On Wednesday, Notley threatened legal and economic action against the British Columbia government, which this week proposed new restrictions on shipments of oil through the proposed expansion of the Trans Mountain pipeline from Alberta to the West Coast.
She also called an emergency cabinet meeting Wednesday to discuss Alberta’s options.
“The B.C. government took this action with no provocation and almost no warning,” Notley said. “The government of Alberta will not, we cannot, let this unconstitutional attack on jobs and working people stand.”
The meeting wrapped up after an hour without a decision.
When B.C. announced its intentions on Tuesday, Notley immediately termed the move “unconstitutional” and said Alberta would fight it.
“The B.C. government has every right to consult on whatever it pleases with its citizens,” Notley said at the time.
“It does not have the right to rewrite our Constitution and assume powers for itself that it does not have. If it did, our Confederation would be meaningless.”

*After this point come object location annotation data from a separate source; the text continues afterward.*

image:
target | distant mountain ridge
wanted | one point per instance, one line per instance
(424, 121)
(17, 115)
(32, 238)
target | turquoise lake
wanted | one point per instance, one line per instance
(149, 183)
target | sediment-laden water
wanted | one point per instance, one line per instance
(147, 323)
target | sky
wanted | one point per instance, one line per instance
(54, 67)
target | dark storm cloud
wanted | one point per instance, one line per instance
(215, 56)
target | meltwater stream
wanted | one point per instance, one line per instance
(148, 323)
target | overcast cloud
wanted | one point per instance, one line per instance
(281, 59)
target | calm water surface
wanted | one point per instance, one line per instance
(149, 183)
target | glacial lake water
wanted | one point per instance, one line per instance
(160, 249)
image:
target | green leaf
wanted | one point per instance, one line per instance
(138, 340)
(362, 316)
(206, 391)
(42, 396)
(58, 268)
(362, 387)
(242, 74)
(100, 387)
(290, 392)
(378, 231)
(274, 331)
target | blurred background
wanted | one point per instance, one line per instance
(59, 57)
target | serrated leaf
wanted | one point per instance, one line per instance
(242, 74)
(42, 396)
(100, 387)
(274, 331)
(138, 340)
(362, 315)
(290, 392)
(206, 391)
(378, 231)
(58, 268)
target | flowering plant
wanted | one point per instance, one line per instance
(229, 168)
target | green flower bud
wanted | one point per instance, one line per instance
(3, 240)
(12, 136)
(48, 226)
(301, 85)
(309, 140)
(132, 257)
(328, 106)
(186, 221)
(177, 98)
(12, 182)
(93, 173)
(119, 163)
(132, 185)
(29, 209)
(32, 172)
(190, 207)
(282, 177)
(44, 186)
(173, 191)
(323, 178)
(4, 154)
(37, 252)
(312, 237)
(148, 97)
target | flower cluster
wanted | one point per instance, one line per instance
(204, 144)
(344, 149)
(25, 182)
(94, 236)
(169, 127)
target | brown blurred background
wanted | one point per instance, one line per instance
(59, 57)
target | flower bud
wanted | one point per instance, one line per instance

Trudeau is in Edmonton for a town hall meeting Thursday evening at MacEwan University. He and Notley spoke on the telephone for half an hour.
In an interview Thursday morning on CBC Radio’s Edmonton AM, Trudeau said the federal government will stand by its 2016 approval of the $7.4-billion pipeline project. “I’m not going to opine on disagreements between the provinces in this case,” he said.
“We’re just going to reiterate that the decision we made was in the national interest, and we’re going to move forward with that decision, which means we’re going to get the Trans Mountain pipeline built.”